Health care professionals should not administer a second dose of 23-valent pneumococcal polysaccharide vaccine any earlier than 3 years after an initial dose of 23-valent pneumococcal polysaccharide vaccine.

Data are limited regarding adverse events related to 23-valent pneumococcal polysaccharide vaccine administered after 7-valent pneumococcal conjugate vaccine, Prevnar. 44

An early study indicated that local reactions (ie, arthus-type reactions) among adults receiving the second dose of 14-valent vaccine within 2 years after the first dose are more severe than those occurring after initial immunization. 46

Self-limited local injection site reactions of at least 10 cm in diameter occurred more frequently following reimmunization 5 years after the first immunization. However, this risk does not represent a contraindication to reimmunization with 23-valent pneumococcal polysaccharide vaccine for recommended groups. 47

Insufficient data are available to assess the safety of 23-valent pneumococcal polysaccharide vaccine when administered three or more times. Therefore, reimmunization following a second dose is not recommended. 3



Reimmunization is contraindicated for persons who had a severe reaction (eg, anaphylactic reactions or severe local arthus-type reactions) to the initial dose they received. 3

The decision to administer or delay immunization because of a current or recent febrile illness depends largely on the severity of the symptoms and their etiology. Although a severe or even a moderate febrile illness is sufficient reason to postpone immunizations, minor illnesses, such as a mild upper respiratory infection with or without low-grade fever, are not generally contraindications. 48



Pneumococcal Vaccine Polyvalent, Pnu-Imune 23 is not indicated for children under two years of age, since antibody response to most capsular polysaccharide serotypes is poor in this age group. 3 Efficacy in this age group has not been demonstrated. A 7-valent pneumococcal conjugate vaccine, Prevnar, is licensed for use in children less than 2 years of age. Please see prescribing information for indications and usage for the 7-valent pneumococcal conjugate vaccine, Prevnar.

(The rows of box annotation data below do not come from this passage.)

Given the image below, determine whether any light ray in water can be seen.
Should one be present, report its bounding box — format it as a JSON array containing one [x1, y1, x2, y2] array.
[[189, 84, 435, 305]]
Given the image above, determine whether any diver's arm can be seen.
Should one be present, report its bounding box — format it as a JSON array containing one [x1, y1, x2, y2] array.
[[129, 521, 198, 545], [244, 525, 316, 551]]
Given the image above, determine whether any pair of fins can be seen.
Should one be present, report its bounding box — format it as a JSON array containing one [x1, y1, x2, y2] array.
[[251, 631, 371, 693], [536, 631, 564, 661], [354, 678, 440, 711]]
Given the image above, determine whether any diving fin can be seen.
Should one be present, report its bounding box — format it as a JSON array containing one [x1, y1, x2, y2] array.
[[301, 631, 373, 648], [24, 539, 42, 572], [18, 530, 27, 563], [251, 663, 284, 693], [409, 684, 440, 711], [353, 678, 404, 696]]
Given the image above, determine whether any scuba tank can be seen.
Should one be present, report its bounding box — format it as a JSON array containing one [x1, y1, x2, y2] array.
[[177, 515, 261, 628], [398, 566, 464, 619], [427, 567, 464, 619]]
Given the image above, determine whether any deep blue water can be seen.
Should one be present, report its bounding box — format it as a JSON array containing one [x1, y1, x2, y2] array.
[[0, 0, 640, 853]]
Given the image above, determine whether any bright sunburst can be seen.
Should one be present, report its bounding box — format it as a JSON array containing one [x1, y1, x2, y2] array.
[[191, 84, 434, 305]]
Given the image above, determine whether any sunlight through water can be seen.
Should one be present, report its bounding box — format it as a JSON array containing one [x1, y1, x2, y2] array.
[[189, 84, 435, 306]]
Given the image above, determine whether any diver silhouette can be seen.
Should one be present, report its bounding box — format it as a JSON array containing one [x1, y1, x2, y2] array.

Immunization may not protect against fulminant pneumococcal disease in patients with functional or anatomic asplenia. 3

Patients with impaired immune responsiveness whether due to the use of immunosuppressive therapy, a genetic defect, HIV infection, or other causes may have a reduced antibody response to any immunization, including 23-valent pneumococcal polysaccharide vaccine. 3

Patients who have received extensive chemotherapy and/or splenectomy for the treatment of Hodgkin's disease have been shown to have an impaired serum antibody response to pneumococcal vaccine. 49,50

In one study, administration of the vaccine to patients on immunosuppressive drugs and/or irradiation for Hodgkin's disease resulted in reduction of pre-existing antibody levels in several patients. 50 It is unclear whether this effect was due to the vaccine or to the effects of irradiation and/or chemotherapy.

Pneumococcal Vaccine Polyvalent, Pnu-Imune 23 should be given with caution to patients with thrombocytopenia, or any coagulation disorder, or to those receiving anticoagulant therapy; the preferred route of administration in these patients is subcutaneous injection.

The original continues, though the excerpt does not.